Roberts also announced plans to change restaurant decor and include brochures with customers' orders to advise them on how to eat less fat, calories and carbohydrates. "We are trying to distance ourselves from that soft and fluffy 'Ronald McDonald' image. Now when customers sit down in our restaurants, they will be greeted by photos of Dr. Phil McGraw. He's so inspirational," Roberts said. The brochures will feature several of Dr. Phil's motivational quotes, including: "I don't care what I weigh!" "You're a big fat goony-bird," and "Kids hate me."

Wednesday, April 14, 2004

Sinkhole Eats Bus, Coughs Up Other Vehicles

A giant sinkhole in Ontario, Canada swallowed "as many as 12 cars, trucks and other vehicles, including a 40-foot trailer." All the vehicles were eventually pulled out of the sinkhole. In 1963 a similar sinkhole caused three buses to plunge into the ground, and Fire Chief Lester Cudmore said that he believes "they are still there."

FoxNews reports that the entire town "may be in danger of being gobbled up by the earth." The town, Timmins, is best-known for being the hometown of country singer Shania Twain. Townspeople speculated that Twain may have been the actual target of the giant sinkhole. Said Fire Chief Cudmore: "Yeah, that's possible. Her style is just a little too Hollywood for the folks around here. Maybe the sinkhole thought she would be in town and was just out to teach her a lesson." The singer was unavailable for comment.

How to Attract a UFO

A UFO sighting was reported in a rural town in northern Indiana last week. Bev Carpenter and her 13-year-old granddaughter were just returning home when they saw a "disc-shaped object in the sky" that hovered over the trees and then disappeared. The object was also spotted farther to the south by several people who saw it hovering over the top of their pond.

It is unclear if the shock of seeing the UFO is responsible for turning Carpenter's hair a punkish pink color or if there is an even stranger explanation. Said Sgt. Ed Beaird, who responded to Carpenter's call: "She may have dyed it to lure more UFOs. Those little green men are often attracted to bright, shiny objects."

"It's amazing she was able to live that long."

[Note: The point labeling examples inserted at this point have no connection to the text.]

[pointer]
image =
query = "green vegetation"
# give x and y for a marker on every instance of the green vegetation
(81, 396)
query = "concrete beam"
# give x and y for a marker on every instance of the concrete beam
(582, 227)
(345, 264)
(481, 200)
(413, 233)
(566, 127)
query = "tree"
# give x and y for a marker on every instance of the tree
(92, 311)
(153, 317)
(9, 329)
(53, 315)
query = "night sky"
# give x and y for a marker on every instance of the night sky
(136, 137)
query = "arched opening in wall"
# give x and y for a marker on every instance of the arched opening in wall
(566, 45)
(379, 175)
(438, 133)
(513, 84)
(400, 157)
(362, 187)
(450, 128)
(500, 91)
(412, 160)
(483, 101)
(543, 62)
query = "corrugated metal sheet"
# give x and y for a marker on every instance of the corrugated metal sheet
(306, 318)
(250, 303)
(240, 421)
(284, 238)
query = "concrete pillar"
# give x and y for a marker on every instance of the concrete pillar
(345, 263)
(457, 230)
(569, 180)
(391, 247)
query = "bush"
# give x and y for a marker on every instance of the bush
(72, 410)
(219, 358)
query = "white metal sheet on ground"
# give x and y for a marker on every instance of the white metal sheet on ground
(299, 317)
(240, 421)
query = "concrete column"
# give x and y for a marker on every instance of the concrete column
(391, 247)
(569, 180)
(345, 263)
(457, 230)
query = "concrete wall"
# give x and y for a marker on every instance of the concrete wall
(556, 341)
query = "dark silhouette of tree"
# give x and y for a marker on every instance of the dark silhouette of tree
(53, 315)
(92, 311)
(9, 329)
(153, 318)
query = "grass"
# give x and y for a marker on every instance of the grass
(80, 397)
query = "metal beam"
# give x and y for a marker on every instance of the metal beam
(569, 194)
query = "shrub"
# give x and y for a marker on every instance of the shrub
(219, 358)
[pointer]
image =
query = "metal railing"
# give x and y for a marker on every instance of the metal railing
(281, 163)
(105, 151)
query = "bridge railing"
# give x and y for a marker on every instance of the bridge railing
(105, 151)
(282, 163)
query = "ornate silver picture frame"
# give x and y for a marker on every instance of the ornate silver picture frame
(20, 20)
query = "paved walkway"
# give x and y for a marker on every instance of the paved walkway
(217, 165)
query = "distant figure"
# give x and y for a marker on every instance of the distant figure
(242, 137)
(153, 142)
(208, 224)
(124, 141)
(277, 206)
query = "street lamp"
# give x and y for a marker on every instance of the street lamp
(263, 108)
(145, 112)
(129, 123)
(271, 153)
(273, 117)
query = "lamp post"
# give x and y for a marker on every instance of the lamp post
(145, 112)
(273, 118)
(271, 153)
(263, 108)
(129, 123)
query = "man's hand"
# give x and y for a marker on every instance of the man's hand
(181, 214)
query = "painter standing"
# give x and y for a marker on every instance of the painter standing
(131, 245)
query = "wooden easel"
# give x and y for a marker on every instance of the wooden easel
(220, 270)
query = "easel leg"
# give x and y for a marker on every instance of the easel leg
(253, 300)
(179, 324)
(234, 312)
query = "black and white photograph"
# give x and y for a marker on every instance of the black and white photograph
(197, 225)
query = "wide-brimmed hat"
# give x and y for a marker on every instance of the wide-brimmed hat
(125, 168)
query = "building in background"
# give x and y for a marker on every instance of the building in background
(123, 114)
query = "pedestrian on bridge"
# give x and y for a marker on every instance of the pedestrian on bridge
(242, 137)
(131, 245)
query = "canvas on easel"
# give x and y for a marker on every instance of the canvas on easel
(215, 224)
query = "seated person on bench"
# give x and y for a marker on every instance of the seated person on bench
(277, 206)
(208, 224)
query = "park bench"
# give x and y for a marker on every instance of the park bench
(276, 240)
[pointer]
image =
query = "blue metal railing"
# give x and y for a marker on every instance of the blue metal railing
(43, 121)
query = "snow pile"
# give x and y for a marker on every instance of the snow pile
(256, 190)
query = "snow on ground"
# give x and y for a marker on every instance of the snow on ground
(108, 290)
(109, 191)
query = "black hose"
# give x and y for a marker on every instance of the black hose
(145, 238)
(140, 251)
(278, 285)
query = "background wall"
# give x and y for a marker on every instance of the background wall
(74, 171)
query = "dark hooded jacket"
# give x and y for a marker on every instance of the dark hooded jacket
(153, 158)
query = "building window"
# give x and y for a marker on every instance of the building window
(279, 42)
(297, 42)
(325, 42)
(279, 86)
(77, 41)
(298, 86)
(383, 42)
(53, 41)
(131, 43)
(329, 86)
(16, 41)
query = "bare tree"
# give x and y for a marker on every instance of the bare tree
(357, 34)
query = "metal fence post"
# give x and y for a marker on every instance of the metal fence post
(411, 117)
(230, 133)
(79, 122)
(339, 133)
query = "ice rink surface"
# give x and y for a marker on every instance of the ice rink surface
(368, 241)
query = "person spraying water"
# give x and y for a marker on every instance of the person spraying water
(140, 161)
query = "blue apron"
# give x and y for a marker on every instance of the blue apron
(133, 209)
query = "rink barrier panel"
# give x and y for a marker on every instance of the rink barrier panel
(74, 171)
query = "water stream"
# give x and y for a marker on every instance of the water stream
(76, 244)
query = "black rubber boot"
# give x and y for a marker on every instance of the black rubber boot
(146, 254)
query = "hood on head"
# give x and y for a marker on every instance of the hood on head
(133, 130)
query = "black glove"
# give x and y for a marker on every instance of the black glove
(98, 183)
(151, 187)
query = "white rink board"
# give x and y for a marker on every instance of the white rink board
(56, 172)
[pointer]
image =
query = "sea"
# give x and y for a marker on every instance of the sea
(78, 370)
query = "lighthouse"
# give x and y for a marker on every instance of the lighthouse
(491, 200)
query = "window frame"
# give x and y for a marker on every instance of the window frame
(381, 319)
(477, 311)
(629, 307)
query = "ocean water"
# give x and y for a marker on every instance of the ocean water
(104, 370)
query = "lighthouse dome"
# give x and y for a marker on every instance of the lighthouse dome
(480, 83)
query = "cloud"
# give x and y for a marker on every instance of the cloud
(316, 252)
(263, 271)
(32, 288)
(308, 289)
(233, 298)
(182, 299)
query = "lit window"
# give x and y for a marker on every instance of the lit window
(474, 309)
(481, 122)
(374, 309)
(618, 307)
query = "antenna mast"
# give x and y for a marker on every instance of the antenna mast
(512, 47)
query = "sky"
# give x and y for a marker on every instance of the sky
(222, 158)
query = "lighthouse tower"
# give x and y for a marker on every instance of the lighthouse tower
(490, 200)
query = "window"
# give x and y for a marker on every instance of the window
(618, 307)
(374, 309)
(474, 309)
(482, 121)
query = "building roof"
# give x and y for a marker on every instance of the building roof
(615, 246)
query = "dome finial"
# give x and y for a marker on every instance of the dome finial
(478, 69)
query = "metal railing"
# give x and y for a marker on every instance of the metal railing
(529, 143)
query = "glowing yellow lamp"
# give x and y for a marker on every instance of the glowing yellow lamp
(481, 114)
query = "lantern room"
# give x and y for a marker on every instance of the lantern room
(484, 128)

A 5-year-old girl in the Los Angeles area survived for 10 days following a car crash that killed her mother after the car fell 400 feet over a guardrail. How did she survive? She drank Gatorade and ate dried noodles. "I couldn't imagine having to survive like that for 10 days without any help," said Capt. Bob Clark of the CA Highway Patrol.

Not to take away from the tragedy of the situation, but apparently Capt. Clark never lived in a college dorm. I had a roommate who lived on nothing but Ramen noodles and milk, and as far as I know, he is still alive.

Tyco Makes a Splash... Without Getting Wet

Tyco, famous for toys and... more toys, apparently also has a "Fire & Security" division. The hardworking guys in that division have invented a substance that "acts just like water except for one thing... it doesn't get things wet."

Tyco representatives demonstrated the substance (called Sapphire) on Good Morning America by dowsing hosts Charles Gibson and Diane Sawyer with a bucket of cold tap water followed by a bucket of Sapphire. Charles and Diane reported that the tap water was noticeably more unpleasant and did, in fact, leave them soaked, while the Sapphire did not.